Wind, flower, snow and moon are the most famous four grand landscapes and are very common images when writing poems. Men of letters mostly have a kind of love knot towards them. Especially, to the snow, in Chinese proverb, we have “A timely snow promises a good harvest” and “Under water, famine; under snow, bread” and so forth to show best wishes towards next year.
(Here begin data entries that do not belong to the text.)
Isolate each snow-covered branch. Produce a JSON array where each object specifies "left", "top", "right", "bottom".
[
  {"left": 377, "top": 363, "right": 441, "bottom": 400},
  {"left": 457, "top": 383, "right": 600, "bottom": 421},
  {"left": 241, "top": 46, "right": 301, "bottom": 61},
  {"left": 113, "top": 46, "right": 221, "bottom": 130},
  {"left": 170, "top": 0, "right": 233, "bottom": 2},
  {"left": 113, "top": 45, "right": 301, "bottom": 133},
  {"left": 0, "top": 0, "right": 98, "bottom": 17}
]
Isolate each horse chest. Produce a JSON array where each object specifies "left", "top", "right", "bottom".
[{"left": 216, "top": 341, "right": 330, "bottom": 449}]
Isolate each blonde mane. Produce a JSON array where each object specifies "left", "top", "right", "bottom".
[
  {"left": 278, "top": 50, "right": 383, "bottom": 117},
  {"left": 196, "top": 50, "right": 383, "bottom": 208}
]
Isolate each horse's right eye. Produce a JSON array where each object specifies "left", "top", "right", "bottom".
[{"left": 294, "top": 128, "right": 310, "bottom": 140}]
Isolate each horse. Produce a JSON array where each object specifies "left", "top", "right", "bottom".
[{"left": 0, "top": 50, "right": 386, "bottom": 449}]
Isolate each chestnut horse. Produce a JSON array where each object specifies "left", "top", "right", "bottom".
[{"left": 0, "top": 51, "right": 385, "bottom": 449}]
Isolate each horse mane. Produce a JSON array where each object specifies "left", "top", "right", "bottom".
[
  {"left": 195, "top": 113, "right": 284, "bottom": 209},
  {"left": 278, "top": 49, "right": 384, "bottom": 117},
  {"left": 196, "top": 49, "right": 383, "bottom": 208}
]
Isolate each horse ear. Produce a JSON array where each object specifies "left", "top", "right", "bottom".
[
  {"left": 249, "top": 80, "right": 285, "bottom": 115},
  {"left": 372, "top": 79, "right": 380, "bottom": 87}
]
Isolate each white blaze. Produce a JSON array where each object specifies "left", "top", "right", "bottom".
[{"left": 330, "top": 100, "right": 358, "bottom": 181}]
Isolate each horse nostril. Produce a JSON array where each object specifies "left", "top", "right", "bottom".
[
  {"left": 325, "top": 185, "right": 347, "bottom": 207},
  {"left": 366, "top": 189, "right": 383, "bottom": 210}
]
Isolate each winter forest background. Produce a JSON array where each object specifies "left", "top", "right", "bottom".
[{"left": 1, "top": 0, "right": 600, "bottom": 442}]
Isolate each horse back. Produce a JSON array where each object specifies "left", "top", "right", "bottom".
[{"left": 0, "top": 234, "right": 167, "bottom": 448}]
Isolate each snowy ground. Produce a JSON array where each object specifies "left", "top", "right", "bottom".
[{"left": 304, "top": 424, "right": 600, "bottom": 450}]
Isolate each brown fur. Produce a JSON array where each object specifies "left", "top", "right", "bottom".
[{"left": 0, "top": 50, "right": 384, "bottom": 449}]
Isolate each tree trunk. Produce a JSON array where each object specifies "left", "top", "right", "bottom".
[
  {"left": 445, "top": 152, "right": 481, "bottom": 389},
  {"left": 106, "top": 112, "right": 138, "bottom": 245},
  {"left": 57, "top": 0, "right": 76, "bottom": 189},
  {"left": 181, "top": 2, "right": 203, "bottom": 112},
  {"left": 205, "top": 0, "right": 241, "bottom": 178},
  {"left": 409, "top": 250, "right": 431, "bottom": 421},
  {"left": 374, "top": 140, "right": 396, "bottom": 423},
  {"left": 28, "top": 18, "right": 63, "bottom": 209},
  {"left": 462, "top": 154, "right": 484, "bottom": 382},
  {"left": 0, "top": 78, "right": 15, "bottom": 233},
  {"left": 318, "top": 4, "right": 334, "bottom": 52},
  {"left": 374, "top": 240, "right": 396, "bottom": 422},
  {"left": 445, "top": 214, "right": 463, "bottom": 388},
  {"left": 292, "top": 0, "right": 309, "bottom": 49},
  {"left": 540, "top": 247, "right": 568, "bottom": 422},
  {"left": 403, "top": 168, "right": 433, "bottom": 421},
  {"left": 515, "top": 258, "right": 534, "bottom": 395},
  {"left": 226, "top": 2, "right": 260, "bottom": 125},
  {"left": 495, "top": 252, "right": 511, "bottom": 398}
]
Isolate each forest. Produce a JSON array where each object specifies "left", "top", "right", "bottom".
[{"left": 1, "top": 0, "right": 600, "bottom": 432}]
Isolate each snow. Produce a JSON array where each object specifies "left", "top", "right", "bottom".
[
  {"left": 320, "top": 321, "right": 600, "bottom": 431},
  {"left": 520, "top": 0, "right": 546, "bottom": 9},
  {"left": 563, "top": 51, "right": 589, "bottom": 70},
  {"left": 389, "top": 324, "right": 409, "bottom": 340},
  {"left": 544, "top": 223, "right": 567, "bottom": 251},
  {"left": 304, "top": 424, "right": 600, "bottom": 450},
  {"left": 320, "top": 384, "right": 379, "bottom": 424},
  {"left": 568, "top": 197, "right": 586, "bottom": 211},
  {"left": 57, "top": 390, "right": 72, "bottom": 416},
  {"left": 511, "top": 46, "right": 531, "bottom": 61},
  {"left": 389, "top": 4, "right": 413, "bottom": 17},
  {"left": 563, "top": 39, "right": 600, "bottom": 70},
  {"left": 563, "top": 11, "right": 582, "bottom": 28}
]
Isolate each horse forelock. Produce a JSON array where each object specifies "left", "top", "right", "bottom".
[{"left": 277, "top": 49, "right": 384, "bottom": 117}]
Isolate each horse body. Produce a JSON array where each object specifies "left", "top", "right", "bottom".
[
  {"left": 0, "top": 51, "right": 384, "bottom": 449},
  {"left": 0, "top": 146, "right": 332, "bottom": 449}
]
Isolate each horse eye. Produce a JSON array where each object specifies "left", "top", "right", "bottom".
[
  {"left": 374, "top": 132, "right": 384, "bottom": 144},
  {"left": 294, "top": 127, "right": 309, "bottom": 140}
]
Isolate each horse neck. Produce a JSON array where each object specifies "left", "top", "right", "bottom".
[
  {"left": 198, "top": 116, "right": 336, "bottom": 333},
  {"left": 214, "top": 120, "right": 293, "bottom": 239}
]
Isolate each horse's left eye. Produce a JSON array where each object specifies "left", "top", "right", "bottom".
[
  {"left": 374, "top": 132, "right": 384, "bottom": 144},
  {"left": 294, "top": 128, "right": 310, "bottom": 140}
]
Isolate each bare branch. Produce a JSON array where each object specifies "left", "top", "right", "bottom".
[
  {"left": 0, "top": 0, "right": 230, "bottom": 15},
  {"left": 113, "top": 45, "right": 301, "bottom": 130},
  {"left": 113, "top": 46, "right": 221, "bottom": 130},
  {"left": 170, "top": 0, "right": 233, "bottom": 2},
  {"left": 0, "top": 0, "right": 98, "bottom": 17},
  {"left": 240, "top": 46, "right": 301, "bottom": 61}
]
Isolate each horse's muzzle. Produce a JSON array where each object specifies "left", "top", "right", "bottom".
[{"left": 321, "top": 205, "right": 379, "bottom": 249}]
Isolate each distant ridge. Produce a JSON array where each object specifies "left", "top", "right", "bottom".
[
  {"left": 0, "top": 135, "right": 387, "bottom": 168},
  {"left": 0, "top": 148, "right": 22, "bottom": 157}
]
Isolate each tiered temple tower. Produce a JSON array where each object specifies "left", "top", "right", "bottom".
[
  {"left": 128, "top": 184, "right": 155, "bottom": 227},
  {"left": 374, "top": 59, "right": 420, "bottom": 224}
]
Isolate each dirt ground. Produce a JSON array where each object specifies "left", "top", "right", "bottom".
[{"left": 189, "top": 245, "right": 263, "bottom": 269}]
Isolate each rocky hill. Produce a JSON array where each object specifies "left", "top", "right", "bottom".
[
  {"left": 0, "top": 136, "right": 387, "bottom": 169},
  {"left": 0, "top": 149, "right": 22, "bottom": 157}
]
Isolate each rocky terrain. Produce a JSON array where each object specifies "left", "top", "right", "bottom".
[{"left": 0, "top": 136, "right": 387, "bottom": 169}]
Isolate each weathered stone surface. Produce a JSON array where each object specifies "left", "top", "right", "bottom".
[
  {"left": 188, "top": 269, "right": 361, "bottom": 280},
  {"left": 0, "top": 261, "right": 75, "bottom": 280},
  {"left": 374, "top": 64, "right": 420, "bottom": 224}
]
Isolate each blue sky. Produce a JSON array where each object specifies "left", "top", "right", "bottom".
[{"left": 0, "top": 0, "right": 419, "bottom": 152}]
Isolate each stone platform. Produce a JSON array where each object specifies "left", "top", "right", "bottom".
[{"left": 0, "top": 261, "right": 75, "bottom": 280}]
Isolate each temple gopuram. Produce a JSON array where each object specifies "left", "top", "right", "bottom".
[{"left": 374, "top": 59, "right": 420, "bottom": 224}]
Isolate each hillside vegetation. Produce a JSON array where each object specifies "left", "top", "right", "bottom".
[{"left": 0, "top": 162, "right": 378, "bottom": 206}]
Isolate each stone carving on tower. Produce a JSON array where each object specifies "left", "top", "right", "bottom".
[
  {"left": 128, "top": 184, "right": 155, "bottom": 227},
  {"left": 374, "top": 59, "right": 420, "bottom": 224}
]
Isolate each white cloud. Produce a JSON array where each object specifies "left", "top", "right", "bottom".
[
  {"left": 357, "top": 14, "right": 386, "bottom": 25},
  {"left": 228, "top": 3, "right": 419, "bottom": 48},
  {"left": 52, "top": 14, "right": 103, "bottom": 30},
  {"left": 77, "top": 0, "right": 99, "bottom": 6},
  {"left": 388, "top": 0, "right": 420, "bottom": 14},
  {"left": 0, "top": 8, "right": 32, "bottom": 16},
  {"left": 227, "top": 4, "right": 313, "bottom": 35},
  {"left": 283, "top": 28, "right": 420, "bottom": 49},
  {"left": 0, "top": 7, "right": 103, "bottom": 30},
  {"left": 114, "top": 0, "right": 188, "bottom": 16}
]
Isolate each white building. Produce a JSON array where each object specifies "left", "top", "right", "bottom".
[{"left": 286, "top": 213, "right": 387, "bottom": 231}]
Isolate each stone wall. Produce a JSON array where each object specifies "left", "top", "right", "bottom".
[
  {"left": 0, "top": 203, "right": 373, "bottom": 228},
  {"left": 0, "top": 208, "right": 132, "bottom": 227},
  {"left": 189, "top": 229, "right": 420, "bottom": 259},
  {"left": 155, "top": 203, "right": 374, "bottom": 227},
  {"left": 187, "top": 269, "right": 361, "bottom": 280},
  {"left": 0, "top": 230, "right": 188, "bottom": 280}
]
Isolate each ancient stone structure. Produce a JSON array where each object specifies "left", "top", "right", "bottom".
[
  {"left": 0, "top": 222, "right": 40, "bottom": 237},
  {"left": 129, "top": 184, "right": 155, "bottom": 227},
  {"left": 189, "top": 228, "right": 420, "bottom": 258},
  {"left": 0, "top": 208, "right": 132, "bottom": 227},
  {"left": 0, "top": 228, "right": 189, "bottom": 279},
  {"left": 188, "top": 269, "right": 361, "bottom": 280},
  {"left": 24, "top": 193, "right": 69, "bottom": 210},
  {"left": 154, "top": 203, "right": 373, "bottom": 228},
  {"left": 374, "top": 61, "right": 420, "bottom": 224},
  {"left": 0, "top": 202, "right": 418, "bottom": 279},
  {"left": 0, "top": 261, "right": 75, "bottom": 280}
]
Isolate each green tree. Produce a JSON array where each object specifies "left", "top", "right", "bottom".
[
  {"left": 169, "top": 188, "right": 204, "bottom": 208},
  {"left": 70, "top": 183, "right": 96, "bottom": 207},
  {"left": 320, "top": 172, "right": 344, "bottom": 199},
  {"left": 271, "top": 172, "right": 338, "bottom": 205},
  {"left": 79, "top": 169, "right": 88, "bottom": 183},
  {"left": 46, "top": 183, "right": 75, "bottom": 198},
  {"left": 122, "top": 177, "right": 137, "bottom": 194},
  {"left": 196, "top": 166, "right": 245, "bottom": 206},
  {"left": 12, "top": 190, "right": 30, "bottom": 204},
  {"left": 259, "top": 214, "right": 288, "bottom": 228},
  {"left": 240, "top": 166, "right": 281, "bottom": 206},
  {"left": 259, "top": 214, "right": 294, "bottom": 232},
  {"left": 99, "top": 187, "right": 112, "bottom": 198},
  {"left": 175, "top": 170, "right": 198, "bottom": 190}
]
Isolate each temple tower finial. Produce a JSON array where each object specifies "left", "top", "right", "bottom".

In the poem “To the tune of Chin Yuan Chun-Snow” Chair Mao wrote like this:
“North country scene:
A hundred leagues locked in ice,
A thousand leagues of whirling snow.
Both sides of the Great Wall
One single white immensity.
The Yellow River's swift current
Is stilled from end to end.
The mountains dance like silver snakes
And the highlands charge like wax-hued elephants,
Vying with heaven in stature.
On a fine day, the land,
Clad in white, adorned in red,
Grows more enchanting.
This land so rich in beauty
Has made countless heroes bow in homage.
But alas! Chin Shih-huang and Han Wu-ti
Were lacking in literary grace,
And Tang Tai-tsung and Sung Tai-tsu
Had little poetry in their souls;
And Genghis Khan,
Proud Son of Heaven for a day,
Knew only shooting eagles, bow outstretched
All are past and gone!
For truly great men
Look to this age alone.”
By depicting such kind of landscape, Chair Mao expressed his great ambition and best wishes towards his career. Such kind of descriptions can be found everywhere in Chinese ancient poems.